Mr DOWNER (ANGAS, SOUTH AUSTRALIA) (Minister for Immigration) - I know that my honorable friend from Grey is interested in this subject. I, too, am aware of this shortage of school teachers in South Australia but I would add that, as somebody interjected, the shortage is not confined to the State from which the honorable member for Grey and I come.

Mr Ward - Why do you not do something about it?
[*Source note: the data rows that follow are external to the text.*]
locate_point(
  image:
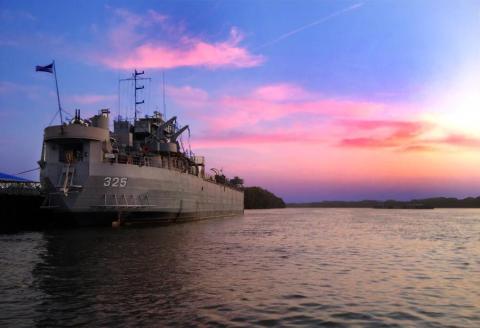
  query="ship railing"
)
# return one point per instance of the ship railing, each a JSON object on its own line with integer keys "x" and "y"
{"x": 146, "y": 161}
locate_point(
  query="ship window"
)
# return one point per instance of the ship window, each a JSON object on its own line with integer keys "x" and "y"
{"x": 71, "y": 152}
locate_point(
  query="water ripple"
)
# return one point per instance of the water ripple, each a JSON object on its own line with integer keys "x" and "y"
{"x": 292, "y": 267}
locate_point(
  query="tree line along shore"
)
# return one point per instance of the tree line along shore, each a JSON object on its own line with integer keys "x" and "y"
{"x": 426, "y": 203}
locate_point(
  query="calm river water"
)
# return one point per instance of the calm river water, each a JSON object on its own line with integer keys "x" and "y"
{"x": 290, "y": 267}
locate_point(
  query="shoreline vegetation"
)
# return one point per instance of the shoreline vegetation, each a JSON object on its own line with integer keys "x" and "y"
{"x": 259, "y": 198}
{"x": 426, "y": 203}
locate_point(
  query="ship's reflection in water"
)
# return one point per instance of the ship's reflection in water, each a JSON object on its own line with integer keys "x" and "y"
{"x": 278, "y": 267}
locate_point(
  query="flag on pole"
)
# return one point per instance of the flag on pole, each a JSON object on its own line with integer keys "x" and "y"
{"x": 48, "y": 68}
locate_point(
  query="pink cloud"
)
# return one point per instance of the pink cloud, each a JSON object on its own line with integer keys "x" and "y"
{"x": 383, "y": 133}
{"x": 188, "y": 96}
{"x": 235, "y": 138}
{"x": 88, "y": 99}
{"x": 134, "y": 49}
{"x": 281, "y": 92}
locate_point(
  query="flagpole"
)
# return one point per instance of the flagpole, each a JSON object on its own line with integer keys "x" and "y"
{"x": 58, "y": 94}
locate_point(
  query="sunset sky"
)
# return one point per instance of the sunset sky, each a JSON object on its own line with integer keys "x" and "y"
{"x": 313, "y": 100}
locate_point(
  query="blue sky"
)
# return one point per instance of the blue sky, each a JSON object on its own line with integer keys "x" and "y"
{"x": 255, "y": 78}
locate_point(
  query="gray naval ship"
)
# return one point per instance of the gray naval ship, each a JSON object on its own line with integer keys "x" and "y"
{"x": 137, "y": 173}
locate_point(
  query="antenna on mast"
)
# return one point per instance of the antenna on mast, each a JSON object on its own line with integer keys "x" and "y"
{"x": 137, "y": 88}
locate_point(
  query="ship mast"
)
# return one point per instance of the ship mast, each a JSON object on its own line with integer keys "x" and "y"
{"x": 137, "y": 88}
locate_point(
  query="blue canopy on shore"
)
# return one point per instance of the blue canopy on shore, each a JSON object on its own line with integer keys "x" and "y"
{"x": 12, "y": 178}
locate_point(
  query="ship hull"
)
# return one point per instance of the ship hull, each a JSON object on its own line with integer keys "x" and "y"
{"x": 139, "y": 194}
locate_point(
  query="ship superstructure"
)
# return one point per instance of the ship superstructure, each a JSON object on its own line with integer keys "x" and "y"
{"x": 138, "y": 172}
Mr DOWNER - If the honorable member for East Sydney will have the patience to listen to my answer to this question, perhaps all these things may be made manifest to him. What I was going to say was that this shortage existed, not only in South Australia but throughout the entire Commonwealth. As the honorable member for Grey rightly says, it is particularly felt in the secondary schools. I am aware of these things, and I shall certainly see what can be done to recruit more school teachers in Great Britain and to try to persuade them to come out here. But I would 90,nd this note of caution: The same shortage that we are experiencing here, our kinsfolk in the Mother Country are also experiencing. I do not know whether honorable members realize that the annual increase in the population of the United Kingdom is, according to the latest statistics I have seen, something over 200,000, which, of course, implies an ever-increasing pressure upon schools and on all other educational establishments, and therefore on the demand for school teachers. I shall try to get them, Mr. Speaker, but if I do not succeed in getting enough to please the honorable member for Grey, I hope that this will reveal to him the extent of the difficulties.